‘Welcome to Hell’ says Hadi Fallahpisheh as you walk into his show. It’s written in gold-lined letters on frilled banners, a joyful introduction to an awful place.
Fallahpisheh doesn’t deal with the nice and fluffy side of life. Well, it’s here, in the shape of stuffed cuddly toys and brightly painted ceramics, but it’s all nightmarishly twisted and falling apart. Symbols of youth and nostalgia are everywhere. There are cosy quilts, a Joy Division duvet cover, cartoon cats painted on photographic paper and all those cuddly toys. But it’s childhood gone very badly wrong.
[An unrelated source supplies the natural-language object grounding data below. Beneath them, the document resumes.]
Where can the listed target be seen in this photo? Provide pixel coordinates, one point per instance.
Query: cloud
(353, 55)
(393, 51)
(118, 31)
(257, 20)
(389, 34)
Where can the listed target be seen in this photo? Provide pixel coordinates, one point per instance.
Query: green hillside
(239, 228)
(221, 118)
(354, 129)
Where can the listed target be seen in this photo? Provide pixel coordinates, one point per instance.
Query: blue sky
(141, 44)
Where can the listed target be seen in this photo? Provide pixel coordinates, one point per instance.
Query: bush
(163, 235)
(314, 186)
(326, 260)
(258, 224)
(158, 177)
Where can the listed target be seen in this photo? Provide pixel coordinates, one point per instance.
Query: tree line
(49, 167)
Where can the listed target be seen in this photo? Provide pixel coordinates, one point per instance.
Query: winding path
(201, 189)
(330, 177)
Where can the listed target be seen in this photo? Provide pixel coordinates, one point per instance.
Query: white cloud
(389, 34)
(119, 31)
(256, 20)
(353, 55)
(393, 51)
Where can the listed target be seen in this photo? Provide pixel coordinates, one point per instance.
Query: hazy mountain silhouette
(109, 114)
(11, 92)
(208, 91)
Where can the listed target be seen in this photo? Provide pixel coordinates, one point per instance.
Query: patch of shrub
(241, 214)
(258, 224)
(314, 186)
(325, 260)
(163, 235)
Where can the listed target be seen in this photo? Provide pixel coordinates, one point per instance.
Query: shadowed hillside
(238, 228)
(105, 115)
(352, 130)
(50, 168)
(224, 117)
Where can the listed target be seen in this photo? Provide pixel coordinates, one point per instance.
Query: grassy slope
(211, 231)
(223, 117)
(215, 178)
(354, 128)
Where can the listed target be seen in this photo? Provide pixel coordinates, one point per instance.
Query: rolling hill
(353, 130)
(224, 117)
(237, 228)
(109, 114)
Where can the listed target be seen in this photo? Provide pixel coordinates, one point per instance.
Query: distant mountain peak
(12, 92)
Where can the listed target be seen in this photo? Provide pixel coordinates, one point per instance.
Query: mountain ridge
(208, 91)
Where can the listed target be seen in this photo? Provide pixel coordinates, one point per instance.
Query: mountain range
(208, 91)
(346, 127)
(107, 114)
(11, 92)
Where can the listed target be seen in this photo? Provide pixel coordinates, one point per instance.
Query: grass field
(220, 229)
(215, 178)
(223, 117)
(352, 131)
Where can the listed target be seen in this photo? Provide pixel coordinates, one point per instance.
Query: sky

Two mannequins of kids are shamefully facing the wall, a teddy bear has its head shoved into a pot with its legs spread, a painting shows a dog with an erection dreaming of a cat shagging a mouse.
There are fences all over the gallery, keeping you from getting close to the art, and three teddies are locked in a huge pink cage. As Fallahpisheh says in another banner work, this is a ‘prison of mind’, a jail made of childhood memories, torture at the hands of your sickly nostalgia and rose-tinted dreams of youth.
It feels like the photo paper paintings are the main focus here, and they’re tricky and interesting enough in their own right, but everything else here – the ceramics, the duvet covers, the prison bears, the teddies – just sort of distract you from them. Other artists have dabbled with the sinister teddy bear aesthetic – Paul McCarthy, Charlemagne Palestine – but none in quite as creepy or heavy-handedly cheesy a way. It’s hard to know if that’s a good thing or just a gross and very silly thing, but it sure makes for uncomfortable viewing.